SUNDAY, JUNE 21, 2026VOL. XXVI · NO. 17
Cars

The Truck Costs $100K. The Restraint Cost Nothing. Guess Which One They Skipped.

New insurance data puts the most expensive EVs at the top of the worst-behavior charts — and it says something uncomfortable about what performance ownership has become.

By Chasing Seconds · JUNE 20, 20263 minute read

Photo · Carscoops

Power Without Consequences Is Still a Fantasy

Somewhere between the press release and the driveway, the message got scrambled. The Hummer EV was sold as a statement — not just a truck, a reclamation, proof that electrification didn't have to mean compromise. The Dodge Charger Daytona came loaded with the same energy: muscle car mythology repackaged for a new era. Buy one of these and you're not just buying transportation, you're buying an identity.

Insurify's data, surfaced recently by Carscoops, suggests that identity has a speeding ticket attached to it.

According to the data, Charger Daytona and Hummer EV owners rank among the most likely EV drivers to accumulate moving violations, get flagged for DUI incidents, and appear in accident reports. These aren't budget compromises. These are the flagship statements — the trucks and muscle cars that cost as much as a house down payment in some cities. And yet, by the numbers, their owners are driving like the rules were written for someone else.

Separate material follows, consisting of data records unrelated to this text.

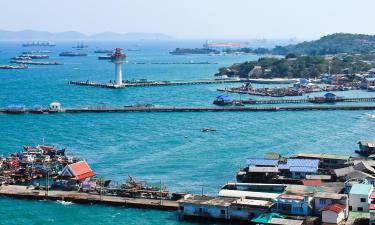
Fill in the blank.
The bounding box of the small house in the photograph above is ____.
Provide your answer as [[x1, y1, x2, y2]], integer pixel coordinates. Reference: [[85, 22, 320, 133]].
[[313, 192, 349, 218], [358, 141, 375, 155], [55, 161, 95, 190], [321, 203, 348, 225], [349, 184, 373, 212], [49, 102, 61, 111], [279, 158, 319, 179]]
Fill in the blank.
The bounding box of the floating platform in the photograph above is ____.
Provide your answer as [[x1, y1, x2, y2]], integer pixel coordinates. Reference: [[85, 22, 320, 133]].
[[69, 79, 247, 88], [0, 185, 178, 211], [0, 104, 375, 114]]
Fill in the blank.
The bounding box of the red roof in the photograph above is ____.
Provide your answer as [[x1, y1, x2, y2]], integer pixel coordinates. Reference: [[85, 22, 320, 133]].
[[320, 203, 346, 213], [69, 161, 95, 180], [302, 180, 323, 186]]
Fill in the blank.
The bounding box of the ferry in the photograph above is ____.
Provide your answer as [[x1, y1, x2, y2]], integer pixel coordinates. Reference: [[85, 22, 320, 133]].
[[19, 54, 49, 59], [59, 52, 87, 56], [22, 41, 56, 47], [94, 49, 113, 54]]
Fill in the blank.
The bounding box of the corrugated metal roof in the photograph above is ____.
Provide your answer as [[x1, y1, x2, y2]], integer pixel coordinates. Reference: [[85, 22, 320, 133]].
[[246, 158, 279, 166], [289, 166, 318, 173], [349, 184, 372, 195]]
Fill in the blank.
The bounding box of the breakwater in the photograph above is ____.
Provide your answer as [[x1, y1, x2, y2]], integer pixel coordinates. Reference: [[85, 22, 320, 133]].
[[0, 185, 178, 210], [0, 105, 375, 114]]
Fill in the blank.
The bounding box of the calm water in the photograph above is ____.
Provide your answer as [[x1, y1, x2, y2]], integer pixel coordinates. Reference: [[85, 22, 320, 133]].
[[0, 42, 375, 224]]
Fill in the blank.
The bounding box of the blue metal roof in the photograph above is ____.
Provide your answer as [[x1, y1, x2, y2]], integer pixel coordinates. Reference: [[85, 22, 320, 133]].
[[246, 158, 279, 166], [349, 184, 372, 195], [324, 92, 336, 98], [289, 166, 318, 173]]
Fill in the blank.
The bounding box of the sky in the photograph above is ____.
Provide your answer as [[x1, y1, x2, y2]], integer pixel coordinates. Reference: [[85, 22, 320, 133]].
[[0, 0, 375, 39]]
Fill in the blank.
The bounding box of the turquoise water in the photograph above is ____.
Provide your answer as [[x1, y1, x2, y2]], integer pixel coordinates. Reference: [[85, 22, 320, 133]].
[[0, 40, 375, 224]]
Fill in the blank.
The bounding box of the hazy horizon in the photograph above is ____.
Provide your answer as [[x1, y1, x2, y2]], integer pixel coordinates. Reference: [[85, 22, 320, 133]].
[[0, 0, 375, 40]]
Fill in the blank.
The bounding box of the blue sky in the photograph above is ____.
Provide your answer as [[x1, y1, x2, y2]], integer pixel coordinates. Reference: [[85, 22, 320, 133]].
[[0, 0, 375, 39]]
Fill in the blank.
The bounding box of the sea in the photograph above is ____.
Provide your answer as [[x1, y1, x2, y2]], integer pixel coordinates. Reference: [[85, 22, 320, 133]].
[[0, 41, 375, 225]]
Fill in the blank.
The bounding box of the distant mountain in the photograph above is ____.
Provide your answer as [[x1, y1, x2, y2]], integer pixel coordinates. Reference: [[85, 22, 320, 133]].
[[272, 33, 375, 55], [0, 30, 174, 41]]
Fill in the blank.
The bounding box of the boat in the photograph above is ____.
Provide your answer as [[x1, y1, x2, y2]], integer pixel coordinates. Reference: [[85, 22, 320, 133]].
[[0, 64, 28, 70], [10, 56, 32, 60], [249, 78, 297, 84], [10, 60, 62, 65], [22, 41, 56, 47], [94, 49, 113, 54], [72, 42, 89, 49], [98, 55, 112, 60], [59, 51, 87, 56]]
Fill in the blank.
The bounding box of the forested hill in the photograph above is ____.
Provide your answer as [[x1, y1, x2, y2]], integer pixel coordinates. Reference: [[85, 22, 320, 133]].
[[271, 33, 375, 55]]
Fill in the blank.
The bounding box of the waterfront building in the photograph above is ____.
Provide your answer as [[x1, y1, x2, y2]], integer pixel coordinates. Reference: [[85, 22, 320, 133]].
[[55, 161, 95, 190], [369, 191, 375, 225], [314, 192, 349, 218], [291, 152, 350, 169], [178, 194, 273, 221], [279, 158, 319, 179], [273, 194, 313, 216], [349, 184, 374, 212], [322, 203, 348, 225], [358, 141, 375, 155]]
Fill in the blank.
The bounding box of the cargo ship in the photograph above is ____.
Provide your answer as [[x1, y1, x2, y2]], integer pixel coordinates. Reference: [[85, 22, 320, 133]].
[[22, 41, 56, 47], [59, 52, 87, 56]]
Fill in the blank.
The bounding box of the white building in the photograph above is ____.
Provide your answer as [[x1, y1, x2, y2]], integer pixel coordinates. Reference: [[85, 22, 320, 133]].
[[349, 184, 374, 212]]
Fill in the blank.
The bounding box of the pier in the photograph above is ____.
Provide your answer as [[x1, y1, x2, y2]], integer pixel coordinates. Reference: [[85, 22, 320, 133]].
[[0, 185, 178, 210], [0, 104, 375, 114], [69, 79, 246, 88]]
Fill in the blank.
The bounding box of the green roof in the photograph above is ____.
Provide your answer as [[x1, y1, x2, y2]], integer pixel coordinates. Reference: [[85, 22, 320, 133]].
[[349, 184, 372, 195]]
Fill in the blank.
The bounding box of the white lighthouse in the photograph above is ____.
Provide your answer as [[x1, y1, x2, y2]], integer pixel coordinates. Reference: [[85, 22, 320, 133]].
[[111, 48, 126, 86]]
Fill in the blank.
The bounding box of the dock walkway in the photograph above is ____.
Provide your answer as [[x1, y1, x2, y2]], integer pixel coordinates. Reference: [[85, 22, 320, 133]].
[[69, 79, 246, 88], [0, 185, 178, 210], [0, 104, 375, 114]]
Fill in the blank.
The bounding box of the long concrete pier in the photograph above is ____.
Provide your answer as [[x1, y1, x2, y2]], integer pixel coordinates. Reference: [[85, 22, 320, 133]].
[[69, 79, 247, 88], [0, 185, 178, 210], [0, 104, 375, 114]]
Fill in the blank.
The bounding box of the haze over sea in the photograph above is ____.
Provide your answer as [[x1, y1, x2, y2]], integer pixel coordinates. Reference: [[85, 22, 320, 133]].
[[0, 42, 375, 224]]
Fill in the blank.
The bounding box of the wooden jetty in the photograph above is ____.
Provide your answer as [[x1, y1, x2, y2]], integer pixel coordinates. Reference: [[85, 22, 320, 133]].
[[244, 97, 375, 104], [0, 104, 375, 114], [69, 79, 246, 88], [0, 185, 178, 210]]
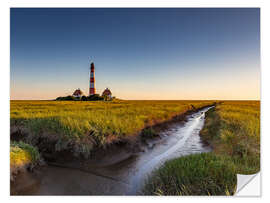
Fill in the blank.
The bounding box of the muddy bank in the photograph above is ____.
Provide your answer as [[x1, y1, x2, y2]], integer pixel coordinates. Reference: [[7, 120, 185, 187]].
[[10, 107, 214, 195]]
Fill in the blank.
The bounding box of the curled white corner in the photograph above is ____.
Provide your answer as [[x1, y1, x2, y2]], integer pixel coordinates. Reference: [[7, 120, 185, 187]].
[[235, 172, 261, 196]]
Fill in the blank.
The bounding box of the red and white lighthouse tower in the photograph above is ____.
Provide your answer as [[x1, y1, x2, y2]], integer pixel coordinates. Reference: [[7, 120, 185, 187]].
[[89, 62, 96, 95]]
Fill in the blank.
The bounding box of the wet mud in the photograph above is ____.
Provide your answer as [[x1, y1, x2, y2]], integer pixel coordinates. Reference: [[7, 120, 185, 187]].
[[11, 107, 211, 195]]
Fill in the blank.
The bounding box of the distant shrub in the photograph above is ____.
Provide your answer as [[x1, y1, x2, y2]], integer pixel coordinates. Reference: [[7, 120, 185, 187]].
[[81, 96, 87, 101]]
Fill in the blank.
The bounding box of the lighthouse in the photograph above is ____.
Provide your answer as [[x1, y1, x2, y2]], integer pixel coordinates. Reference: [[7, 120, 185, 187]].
[[89, 62, 96, 96]]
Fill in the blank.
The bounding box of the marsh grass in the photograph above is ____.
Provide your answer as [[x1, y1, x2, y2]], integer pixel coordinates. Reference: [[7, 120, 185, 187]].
[[144, 101, 260, 195], [10, 141, 41, 180], [10, 101, 213, 157], [144, 153, 236, 195]]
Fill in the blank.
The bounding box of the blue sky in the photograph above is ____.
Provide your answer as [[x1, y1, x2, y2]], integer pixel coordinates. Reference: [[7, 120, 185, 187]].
[[10, 8, 260, 99]]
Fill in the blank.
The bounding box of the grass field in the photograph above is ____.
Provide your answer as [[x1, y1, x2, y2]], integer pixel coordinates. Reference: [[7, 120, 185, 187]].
[[144, 101, 260, 195], [10, 101, 214, 157], [10, 142, 40, 180]]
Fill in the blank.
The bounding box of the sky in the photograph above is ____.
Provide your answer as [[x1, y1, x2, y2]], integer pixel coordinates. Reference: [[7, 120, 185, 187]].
[[10, 8, 260, 100]]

That's not a coincidence. That's a culture.

When the Machine Becomes the Permission Slip

There's a version of performance ownership that's about discipline — about understanding what a car can do, and choosing not to use all of it, most of the time. Track days exist for a reason. The restraint is part of the respect.

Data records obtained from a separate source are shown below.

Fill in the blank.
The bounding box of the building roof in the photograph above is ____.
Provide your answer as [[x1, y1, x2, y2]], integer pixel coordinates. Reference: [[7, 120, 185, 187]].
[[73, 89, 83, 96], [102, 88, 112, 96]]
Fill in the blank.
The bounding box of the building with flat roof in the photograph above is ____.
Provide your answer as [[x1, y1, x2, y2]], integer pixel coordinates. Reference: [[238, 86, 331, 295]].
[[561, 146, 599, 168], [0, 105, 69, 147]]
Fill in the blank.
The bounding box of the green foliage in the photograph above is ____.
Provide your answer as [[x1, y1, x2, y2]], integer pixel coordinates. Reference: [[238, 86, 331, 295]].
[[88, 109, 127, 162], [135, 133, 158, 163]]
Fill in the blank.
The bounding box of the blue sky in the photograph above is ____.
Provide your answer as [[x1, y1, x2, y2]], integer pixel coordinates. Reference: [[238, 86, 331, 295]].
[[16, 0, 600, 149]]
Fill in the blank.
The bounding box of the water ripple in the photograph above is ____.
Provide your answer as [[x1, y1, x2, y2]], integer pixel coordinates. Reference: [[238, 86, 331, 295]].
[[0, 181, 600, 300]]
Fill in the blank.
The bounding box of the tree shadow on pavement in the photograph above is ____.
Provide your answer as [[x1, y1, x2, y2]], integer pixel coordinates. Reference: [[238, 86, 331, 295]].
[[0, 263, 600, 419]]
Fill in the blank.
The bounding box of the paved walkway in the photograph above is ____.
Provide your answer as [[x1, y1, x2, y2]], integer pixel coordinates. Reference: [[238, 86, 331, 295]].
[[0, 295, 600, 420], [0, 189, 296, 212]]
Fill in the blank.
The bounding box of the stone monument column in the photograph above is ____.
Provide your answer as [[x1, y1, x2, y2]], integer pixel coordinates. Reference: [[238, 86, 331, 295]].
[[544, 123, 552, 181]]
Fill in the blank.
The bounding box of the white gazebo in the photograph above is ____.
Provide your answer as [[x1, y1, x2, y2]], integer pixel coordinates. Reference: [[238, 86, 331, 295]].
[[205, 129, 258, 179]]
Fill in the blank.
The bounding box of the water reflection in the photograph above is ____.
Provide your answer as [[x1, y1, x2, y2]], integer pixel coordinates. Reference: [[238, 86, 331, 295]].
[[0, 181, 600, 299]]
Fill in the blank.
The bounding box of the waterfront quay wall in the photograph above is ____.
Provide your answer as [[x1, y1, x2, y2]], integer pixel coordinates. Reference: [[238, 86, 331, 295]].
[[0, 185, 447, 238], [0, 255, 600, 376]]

What the Insurify data hints at is something different: ownership as entitlement. When you've spent six figures on a vehicle specifically marketed around its ability to dominate — zero to sixty in a blink, a face designed to intimidate, a name that once meant something raw and American — the psychological contract you sign isn't necessarily about responsibility. It's about arrival. You bought the power. The power is yours to use.

The Hummer EV isn't a subtle machine. Neither is the Charger Daytona. These weren't designed to encourage patience. They were designed to make a person feel like the road was built for them. That's a reasonable thing to sell. It becomes a problem when buyers take the metaphor literally.

What makes the Carscoops piece worth sitting with isn't the ranking itself — it's what the writer flags in the headline. A cheap Kia apparently makes an appearance in this data too, and in a way that complicates any easy class narrative. This isn't purely about expensive cars breeding bad behavior. But the expensive EVs being at the top of the chart does say something specific: performance marketing is working exactly as intended, and the consequences are showing up in insurance databases.

There's a credibility problem forming here. The EV transition has spent years trying to shake off the image of the sensible, self-congratulatory commuter car. The Hummer EV and the Charger Daytona were deliberate swings at that — proof that electric drivetrains could carry genuine menace. They succeeded. What they apparently couldn't guarantee was that the person behind the wheel would treat the menace as something to be earned rather than assumed.

Speed and power have always attracted a certain type. That's not new, and it's not unique to EVs. But when the machines being discussed are positioned as the future of American driving culture — when the industry is watching to see if muscle and trucks can survive electrification — the behavior of their earliest, most committed buyers matters more than usual.

Owning the fastest thing in the room has never been a substitute for knowing when to sit still.